As summer temperatures soar across the country, dehydration becomes an everyday challenge. It drains our strength and leaves us craving refreshing drinks. Ayurvedic practitioners recommend this delightful combination of tanginess and sweetness as the ideal remedy for summer’s burning heat.
Ayurvedic experts refer to tamarind as chincha in Sanskrit and keep it in high regard for its therapeutic properties. The taste of entirely ripe, dried tamarind fruit is sweet and sour and is used as a home remedy for various conditions, including fatigue, diarrhoea, dehydration, and indigestion.
Nutritive merits
According to Sakshi Gandhi, nutritionist from Universal Diet Academy & Clinic, Mohali, Punjab, tamarind is an excellent source of vitamin C. It is well-known for its unique combination of sweet and sour flavours.
Tamarind owes much of its flavour and medicinal properties to tartaric acid, a crucial and abundant component in its pods. Tartaric acid, a natural organic acid, has several therapeutic benefits, such as aanti-inflammatory, antibacterial, and antioxidant.
This acid improves digestion by releasing gastric juices, resulting in easier digestion. Its moderate laxative effect can help reduce constipation and regulate bowel movements, providing relief from gastrointestinal issues.
Along with tartaric acid, tamarind has pectin (soluble fibres), tannin, and cellulose. The fruit pulp is high in potassium, calcium, phosphorus, sodium, zinc, and iron.
Gandhi further adds that tamarind can help manage hypertension and lipid levels. “It, in particular, enhances high-density lipoproteins (HDL) and reduces low-density lipoproteins (LDL), both of which are good for heart health,” she says.
Now that we have benefits listed, let us explore the recipe for the tamarind fruit drink, also known as chincha panakam.
Ingredients
- 1 cup ripe tamarind fruits without seeds
- ½ cup sugar (can modify to taste)
- ½ teaspoon of salt (can modify to taste)

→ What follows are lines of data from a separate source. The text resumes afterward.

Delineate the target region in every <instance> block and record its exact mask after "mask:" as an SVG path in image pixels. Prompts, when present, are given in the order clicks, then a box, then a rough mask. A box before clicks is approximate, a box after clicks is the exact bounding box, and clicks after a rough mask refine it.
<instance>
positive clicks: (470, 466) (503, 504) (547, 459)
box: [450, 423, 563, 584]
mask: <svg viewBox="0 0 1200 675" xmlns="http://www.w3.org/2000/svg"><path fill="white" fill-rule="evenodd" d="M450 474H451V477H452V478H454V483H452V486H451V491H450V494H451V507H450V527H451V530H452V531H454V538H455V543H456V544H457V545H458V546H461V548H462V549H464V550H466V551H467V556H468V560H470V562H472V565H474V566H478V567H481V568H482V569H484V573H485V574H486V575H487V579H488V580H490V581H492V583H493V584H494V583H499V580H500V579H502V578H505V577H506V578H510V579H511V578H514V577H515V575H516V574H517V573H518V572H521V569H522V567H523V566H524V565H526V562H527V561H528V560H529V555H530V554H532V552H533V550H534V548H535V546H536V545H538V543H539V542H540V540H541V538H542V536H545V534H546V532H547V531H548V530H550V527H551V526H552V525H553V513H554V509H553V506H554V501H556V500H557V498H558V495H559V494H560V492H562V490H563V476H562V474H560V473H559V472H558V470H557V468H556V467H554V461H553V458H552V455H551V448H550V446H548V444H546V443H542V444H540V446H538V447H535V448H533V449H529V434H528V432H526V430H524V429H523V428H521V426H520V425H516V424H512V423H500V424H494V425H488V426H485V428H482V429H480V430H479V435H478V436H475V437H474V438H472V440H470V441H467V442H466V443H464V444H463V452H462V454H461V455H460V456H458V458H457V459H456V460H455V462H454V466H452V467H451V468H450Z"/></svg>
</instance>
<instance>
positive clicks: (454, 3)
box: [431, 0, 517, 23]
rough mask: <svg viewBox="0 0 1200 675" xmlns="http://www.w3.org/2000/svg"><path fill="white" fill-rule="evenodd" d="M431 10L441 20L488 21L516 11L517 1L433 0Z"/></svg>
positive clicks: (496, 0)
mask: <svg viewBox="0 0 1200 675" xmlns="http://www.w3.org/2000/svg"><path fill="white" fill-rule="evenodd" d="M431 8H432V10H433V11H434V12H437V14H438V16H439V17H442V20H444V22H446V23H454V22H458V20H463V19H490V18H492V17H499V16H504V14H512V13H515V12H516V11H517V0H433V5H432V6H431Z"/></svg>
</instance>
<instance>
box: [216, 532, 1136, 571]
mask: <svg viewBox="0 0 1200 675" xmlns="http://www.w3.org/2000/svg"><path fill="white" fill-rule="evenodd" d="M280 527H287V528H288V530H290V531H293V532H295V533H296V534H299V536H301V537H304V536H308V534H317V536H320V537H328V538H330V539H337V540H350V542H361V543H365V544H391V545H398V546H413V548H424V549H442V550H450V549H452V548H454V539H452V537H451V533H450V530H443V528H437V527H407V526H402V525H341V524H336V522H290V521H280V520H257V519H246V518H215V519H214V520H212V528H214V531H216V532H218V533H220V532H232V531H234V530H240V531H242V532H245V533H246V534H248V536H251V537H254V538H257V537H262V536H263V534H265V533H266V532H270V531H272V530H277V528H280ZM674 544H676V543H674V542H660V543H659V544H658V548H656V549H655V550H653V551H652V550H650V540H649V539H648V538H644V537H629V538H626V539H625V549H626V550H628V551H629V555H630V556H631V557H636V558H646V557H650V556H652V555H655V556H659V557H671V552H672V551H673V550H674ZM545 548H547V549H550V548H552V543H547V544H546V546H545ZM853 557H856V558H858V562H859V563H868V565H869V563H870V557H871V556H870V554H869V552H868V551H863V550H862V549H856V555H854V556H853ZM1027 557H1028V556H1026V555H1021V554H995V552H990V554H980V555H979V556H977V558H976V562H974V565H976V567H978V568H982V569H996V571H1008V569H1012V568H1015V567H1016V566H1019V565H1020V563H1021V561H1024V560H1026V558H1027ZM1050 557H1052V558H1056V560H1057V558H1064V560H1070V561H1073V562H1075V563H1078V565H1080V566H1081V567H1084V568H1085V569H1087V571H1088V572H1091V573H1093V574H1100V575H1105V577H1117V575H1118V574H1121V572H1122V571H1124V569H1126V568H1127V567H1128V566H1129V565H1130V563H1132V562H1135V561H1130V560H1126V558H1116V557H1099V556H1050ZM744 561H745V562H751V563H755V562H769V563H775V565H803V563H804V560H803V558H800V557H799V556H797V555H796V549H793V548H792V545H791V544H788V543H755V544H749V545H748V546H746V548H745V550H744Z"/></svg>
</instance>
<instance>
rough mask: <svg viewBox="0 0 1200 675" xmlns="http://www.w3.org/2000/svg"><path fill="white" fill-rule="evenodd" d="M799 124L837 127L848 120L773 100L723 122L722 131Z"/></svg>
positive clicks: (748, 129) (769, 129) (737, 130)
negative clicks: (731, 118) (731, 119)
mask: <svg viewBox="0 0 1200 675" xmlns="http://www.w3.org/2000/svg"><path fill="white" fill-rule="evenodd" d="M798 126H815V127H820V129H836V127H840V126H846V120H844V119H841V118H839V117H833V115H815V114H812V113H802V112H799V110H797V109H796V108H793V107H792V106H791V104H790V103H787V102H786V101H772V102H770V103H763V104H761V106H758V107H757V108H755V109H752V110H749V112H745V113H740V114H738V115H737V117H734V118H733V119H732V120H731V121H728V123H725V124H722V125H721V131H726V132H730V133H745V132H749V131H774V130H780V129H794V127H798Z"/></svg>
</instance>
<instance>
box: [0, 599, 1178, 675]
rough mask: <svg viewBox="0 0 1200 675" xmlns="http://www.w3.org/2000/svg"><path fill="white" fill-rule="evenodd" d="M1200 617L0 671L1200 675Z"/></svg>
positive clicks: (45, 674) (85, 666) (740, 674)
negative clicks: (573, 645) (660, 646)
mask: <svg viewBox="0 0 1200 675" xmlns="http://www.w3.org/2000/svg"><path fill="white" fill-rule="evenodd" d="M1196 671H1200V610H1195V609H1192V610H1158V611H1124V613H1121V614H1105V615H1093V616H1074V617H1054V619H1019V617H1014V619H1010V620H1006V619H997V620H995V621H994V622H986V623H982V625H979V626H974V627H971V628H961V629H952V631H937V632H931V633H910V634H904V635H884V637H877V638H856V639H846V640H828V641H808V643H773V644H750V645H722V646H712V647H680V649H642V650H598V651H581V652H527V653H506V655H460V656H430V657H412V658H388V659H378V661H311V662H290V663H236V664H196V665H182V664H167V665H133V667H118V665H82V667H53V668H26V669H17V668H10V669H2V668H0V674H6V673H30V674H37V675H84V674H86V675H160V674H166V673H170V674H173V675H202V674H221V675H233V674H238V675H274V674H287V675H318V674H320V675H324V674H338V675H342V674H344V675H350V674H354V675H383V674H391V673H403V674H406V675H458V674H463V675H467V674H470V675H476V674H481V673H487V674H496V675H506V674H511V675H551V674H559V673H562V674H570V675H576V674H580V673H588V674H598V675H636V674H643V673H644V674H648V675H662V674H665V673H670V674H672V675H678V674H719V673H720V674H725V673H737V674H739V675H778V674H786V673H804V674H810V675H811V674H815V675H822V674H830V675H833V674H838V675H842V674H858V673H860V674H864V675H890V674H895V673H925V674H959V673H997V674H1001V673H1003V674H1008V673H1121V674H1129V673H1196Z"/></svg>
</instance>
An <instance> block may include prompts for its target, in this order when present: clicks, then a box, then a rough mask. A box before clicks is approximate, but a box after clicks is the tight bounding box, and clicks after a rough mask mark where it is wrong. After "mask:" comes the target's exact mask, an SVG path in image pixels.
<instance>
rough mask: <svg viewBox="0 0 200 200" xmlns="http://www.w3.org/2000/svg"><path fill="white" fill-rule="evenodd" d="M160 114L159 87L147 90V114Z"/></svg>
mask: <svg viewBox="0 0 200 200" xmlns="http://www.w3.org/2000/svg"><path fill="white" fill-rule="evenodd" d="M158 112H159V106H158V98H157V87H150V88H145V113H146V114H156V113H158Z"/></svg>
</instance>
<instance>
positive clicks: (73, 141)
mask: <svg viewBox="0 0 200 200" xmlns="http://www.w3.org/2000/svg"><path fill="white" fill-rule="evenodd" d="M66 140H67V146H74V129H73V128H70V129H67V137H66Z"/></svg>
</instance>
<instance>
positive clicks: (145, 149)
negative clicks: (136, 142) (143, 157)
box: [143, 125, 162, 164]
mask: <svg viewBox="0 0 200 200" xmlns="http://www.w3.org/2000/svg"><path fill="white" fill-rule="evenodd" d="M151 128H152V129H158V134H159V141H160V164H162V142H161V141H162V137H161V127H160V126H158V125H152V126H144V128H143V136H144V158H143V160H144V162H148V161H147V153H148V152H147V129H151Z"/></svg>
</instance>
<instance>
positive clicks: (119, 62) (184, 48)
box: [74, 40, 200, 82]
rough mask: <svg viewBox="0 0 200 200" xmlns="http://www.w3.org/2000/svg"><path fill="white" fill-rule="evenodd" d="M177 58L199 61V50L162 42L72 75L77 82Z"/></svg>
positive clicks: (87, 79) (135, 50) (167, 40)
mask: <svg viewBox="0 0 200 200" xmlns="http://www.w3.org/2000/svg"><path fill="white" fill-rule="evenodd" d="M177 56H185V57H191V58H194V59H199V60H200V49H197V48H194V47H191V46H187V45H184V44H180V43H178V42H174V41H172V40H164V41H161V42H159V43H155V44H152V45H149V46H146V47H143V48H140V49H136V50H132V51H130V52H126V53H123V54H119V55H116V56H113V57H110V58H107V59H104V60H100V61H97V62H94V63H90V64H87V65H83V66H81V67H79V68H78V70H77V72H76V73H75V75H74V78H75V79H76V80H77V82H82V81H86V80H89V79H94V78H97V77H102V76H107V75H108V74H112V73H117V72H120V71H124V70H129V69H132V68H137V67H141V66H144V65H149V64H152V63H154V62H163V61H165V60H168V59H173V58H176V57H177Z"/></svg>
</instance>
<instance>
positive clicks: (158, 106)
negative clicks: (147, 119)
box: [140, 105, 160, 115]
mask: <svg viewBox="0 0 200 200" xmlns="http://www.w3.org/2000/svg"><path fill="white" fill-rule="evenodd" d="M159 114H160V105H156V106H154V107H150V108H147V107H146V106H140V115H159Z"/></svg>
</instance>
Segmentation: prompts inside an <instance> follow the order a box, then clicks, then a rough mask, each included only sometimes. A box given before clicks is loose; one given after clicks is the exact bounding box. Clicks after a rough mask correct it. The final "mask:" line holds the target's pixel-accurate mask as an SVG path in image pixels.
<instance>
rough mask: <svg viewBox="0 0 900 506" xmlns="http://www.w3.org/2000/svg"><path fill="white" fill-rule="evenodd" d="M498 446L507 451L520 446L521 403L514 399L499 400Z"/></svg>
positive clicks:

- 1 tsp cumin seeds powder
- 3-4 crushed black pepper
- Water, as required to maintain consistency
Instructions
- Begin by soaking the tamarind pulp in water for around two hours.
- Mash the tamarind pulp until smooth.
- To expand the flavour, combine sugar, salt, powdered cumin seeds, and black pepper with the mashed tamarind pulp.
- Mix all the ingredients until well-blended.
- Add 2-3 cups of water gradually and stir until the required consistency is achieved. Adjust the amount of water to your desired sweetness and sourness.
- After thoroughly mixing, drain the mixture to eliminate any remaining pulp or seeds.
- Serve this homemade tamarind juice cool, topped with a twig of fresh mint for additional freshness.
Serving size
This recipe makes around four servings, each about 1 cup. Adjust the ingredient proportions to make more or fewer servings.